Embodiments of the disclosure are described in detail with the technical matters, structural features, achieved objects, and effects with reference to the accompanying drawings as follows. Specifically, the terminologies in the embodiments of the present disclosure are merely for the purpose of describing certain embodiments, but not to limit the disclosure. In the following detailed description, numerous specific details are set forth to provide a thorough understanding of the disclosure. However, it will be understood by those skilled in the art that the present disclosure may be practiced without these specific details. In other instances, well-known methods, procedures, and components have not been described in detail so as not to obscure the present disclosure. The subject matter regarding the disclosure is particularly pointed out and distinctly claimed in the concluding portion of the specification. The disclosure, however, both as to organization and method of operation, together with objects, features, and advantages thereof, may best be understood by reference to the following detailed description when read with the accompanying drawings. Because the illustrated embodiments of the present disclosure may for the most part, be implemented using electronic components and circuits known to those skilled in the art, details will not be explained in any greater extent than that considered necessary as illustrated above, for the understanding and appreciation of the underlying concepts of the present disclosure and in order not to obfuscate or distract from the teachings of the present disclosure. For example, the specification and/or drawings may refer to a processor or to a processing circuitry. The processor may be a processing circuitry. The processing circuitry may be implemented as a central processing unit (CPU), and/or one or more other integrated circuits such as application-specific integrated circuits (ASICs), field programmable gate arrays (FPGAs), full-custom integrated circuits, etc., or a combination of such integrated circuits.

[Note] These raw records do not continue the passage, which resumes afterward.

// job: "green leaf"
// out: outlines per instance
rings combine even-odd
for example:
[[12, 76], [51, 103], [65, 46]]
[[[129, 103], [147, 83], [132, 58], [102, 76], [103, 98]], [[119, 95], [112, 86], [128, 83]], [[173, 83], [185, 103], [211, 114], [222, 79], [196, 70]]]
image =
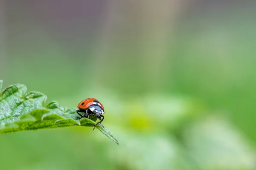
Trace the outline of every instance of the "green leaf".
[[[0, 92], [2, 84], [0, 80]], [[25, 85], [17, 84], [7, 87], [0, 94], [0, 134], [71, 126], [92, 127], [95, 125], [97, 117], [79, 119], [76, 108], [61, 107], [55, 101], [46, 105], [46, 95], [36, 91], [26, 94], [26, 90]], [[104, 126], [98, 124], [95, 127], [119, 144]]]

The following specification and/or drawings may refer to an image or an image frame. An image is an example of a media unit. Any reference to an image may be applied mutatis mutandis to a media unit. A media unit may be an example of a Sensed Information Unit (SIU). Any reference to a media unit may be applied mutatis mutandis to any type of natural signal such as but not limited to signal generated by nature, signal representing human behavior, signal representing operations related to the vehicle signals, geodetic signals, geophysical signals, textual signals, numerical signals, time series signals, and the like. Any reference to a media unit may be applied mutatis mutandis to the SIU. The SIU may be of any kind and may be sensed by any type of sensors-such as a visual light camera, an audio sensor, a sensor that may sense infrared, radar imagery, ultrasound, electro-optics, radiography, Light Detection and Ranging (LIDAR), a thermal sensor, a passive sensor, an active sensor, etc. The sensing may include generating samples (e.g., pixel, audio signals, etc.) that represent the signal that is transmitted, or otherwise reach the sensor. The SIU may have one or more images, one or more video clips, textual information regarding the one or more images, text describing kinematic information, and the like.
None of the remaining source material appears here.